Hi all, I recently completed this sci-fi environment with the intention of using Quixel Suite 2 as extensively as possible. After posting it on the Quixel Tools Group on Facebook I was contacted by Eric Ramberg from Quixel who asked if I would be interested in posting a breakdown of it, so here we are. I'm not sure how much these images will be shrunk or compressed so here is an
Artstation link.
Here's a final render done in UE4:
For this environment my workflow was pretty standard. I modeled and UV'd all of the assets in Maya and then baked the AO maps using xNormals. Here's the low poly + AO rendered in Marmoset Toolbag as well as the UV maps.
- Ceiling - 28128 tris, 4k textures
- Chamber - 27782 tris, 4k textures
- Door - 7370 tris, 4k textures
- Door Back - 20612 tris, 4k textures
- Floor - 47198 tris, 4k textures
- Wall - 6999 tris, 4k textures
- Ventilation - 26624, 2k textures
So, absolutely not conservative poly counts on this geometry, nor clever tiling texture use, but that wasn't really the goal of this environment.

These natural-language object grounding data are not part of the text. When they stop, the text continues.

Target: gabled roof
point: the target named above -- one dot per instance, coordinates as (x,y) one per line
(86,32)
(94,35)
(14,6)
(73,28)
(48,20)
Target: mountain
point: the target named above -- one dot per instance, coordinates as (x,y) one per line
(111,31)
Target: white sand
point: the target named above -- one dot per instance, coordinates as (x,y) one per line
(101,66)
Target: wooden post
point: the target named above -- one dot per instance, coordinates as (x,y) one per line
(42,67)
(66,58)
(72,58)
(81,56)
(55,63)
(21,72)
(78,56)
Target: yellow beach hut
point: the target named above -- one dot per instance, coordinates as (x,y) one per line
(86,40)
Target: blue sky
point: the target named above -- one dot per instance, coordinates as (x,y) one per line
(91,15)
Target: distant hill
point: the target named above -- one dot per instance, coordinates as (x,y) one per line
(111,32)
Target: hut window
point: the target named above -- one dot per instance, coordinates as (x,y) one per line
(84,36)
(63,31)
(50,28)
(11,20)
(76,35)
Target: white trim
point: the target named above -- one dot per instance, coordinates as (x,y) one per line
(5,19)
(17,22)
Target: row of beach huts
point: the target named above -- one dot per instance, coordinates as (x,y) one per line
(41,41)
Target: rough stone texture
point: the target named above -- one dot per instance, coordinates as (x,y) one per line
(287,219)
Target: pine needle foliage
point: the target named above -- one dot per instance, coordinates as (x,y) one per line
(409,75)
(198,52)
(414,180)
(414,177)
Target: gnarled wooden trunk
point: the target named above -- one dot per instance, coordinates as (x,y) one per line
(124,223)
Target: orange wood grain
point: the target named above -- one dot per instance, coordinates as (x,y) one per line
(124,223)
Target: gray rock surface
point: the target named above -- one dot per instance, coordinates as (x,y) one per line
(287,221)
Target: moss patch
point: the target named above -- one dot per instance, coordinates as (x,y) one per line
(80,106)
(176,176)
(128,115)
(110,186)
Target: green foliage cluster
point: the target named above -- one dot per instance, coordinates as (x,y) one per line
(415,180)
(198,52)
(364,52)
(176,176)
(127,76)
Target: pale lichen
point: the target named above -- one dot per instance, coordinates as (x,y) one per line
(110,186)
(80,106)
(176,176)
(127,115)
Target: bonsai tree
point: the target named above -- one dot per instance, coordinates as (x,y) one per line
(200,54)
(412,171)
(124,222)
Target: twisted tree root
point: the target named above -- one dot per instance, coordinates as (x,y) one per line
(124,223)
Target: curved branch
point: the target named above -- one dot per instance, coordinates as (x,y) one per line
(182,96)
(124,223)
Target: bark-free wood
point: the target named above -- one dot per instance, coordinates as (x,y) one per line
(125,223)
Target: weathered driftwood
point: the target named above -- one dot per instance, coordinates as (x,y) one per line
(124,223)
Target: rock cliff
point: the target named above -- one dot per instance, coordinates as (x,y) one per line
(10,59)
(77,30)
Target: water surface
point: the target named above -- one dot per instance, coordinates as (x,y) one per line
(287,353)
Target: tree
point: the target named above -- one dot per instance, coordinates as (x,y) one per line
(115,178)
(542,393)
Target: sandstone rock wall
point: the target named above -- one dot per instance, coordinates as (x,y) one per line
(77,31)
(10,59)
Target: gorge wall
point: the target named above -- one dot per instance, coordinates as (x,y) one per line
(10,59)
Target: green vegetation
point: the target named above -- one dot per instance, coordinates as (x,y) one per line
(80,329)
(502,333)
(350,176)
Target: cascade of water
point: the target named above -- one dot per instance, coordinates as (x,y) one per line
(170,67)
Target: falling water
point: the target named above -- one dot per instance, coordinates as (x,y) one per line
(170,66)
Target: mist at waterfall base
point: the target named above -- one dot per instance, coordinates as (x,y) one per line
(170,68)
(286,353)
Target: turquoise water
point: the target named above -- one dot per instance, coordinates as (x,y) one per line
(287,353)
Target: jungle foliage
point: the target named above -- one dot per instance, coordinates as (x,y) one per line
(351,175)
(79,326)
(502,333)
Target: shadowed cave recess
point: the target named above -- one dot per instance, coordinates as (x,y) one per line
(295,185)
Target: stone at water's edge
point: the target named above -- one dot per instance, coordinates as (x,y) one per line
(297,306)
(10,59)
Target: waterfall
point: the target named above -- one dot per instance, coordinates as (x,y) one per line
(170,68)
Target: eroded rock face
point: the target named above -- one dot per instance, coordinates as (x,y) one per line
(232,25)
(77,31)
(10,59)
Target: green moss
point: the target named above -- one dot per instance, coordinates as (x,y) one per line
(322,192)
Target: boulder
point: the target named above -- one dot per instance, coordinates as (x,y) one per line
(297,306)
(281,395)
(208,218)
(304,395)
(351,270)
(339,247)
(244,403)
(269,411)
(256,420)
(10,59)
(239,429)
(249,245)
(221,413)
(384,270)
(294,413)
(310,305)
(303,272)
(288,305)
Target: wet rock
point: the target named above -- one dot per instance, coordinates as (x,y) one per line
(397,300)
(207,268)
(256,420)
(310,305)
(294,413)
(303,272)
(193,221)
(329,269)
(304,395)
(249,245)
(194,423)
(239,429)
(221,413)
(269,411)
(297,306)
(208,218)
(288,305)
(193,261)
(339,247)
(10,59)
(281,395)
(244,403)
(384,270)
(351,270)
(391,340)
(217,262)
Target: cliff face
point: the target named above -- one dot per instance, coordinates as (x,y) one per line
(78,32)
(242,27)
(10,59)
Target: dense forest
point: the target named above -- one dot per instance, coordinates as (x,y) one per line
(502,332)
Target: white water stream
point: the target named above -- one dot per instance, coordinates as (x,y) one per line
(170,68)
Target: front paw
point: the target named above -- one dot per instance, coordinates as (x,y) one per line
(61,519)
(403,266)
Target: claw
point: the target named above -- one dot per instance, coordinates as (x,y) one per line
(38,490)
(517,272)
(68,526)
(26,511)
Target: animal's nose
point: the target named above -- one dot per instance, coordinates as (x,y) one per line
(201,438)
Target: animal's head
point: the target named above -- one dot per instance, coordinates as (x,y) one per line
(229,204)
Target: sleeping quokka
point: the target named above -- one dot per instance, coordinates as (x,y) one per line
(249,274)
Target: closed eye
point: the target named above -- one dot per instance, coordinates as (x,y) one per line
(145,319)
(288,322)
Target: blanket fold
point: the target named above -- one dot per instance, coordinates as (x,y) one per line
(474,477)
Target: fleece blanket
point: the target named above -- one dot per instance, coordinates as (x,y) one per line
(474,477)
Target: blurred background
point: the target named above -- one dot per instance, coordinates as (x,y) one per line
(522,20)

I decided I wanted to make the normal maps using 100% nDo. The only exception were the ventilation pipes which had a high poly baked on them (also created in Maya).
Before and after normal maps:
After this I began texturing with DDO. The new mesh painting tools are amazing, adding details to meshes with so much control was my favourite part of the workflow. Some detail shots:
Here are some renders from 3DO of the individual assets with their textures:
And some wireframes and texture sheets:
All textures were done in DDO besides the emissive maps which I just created in Photoshop. For the most part I left them black and white so I could control their colour later in UE4. The ventilation pipes only need a normal map and AO, so I didn't run them through DDO, instead opting to use UE4's material editor for them. After importing everything to Unreal, I made the master shader, which is really simple. I set up controls for the emissive colour and power as well a parameter for lowering the roughness for some greater control over reflections as well as a control for increasing the metalness slightly in case I wanted to make the white paint a little more reflective too. The only other materials in the scene are a simple glass shader and the ventilation pipes (just a normal + AO, colour and BRDF parameter).
From this point on all that was left was some final touches in the UE4 scene. I added some steam particles to the vents and fiddled with a post processing volume until I was happy with it. So I guess I'll wrap up this thread here, this is my first breakdown post so hopefully I did it right. if you want to see any other stuff don't hesitate to ask. Thanks for reading! A couple more final renders:
Replies
Then again, if this is just a previz thing and not game art then of course that does not apply
@Snefer Are you talking about this from a optimization stand point? If it was for an environment for a portfolio would you just to push for a more optimized scene or something that looks really good and being reasonable with budgets? How would you make use of the texturespace, now I'm curious how you approached your hallway that you just put up using quixel, just wanna pick your brain a bit
Hey Tor, I guess you could say this scene was just sort of a fun project to see what I could get out of the new Suite tools. I don't know if you'd call that previz, but it's certainly not optimized enough to be used for game art either. Next time I have enough free time to do a personal piece I definitely want to do something that is a lot more modular, both with geometry and textures. Thanks for your feedback!
The thing I do not like is the random unnessecary lights. In the future we will not put random LEDs in all our inanimate objects just for the lols, that feels very unauthentic. In addition, the room is very brightly lit, but posesses no real light source that could provide adequate lumen.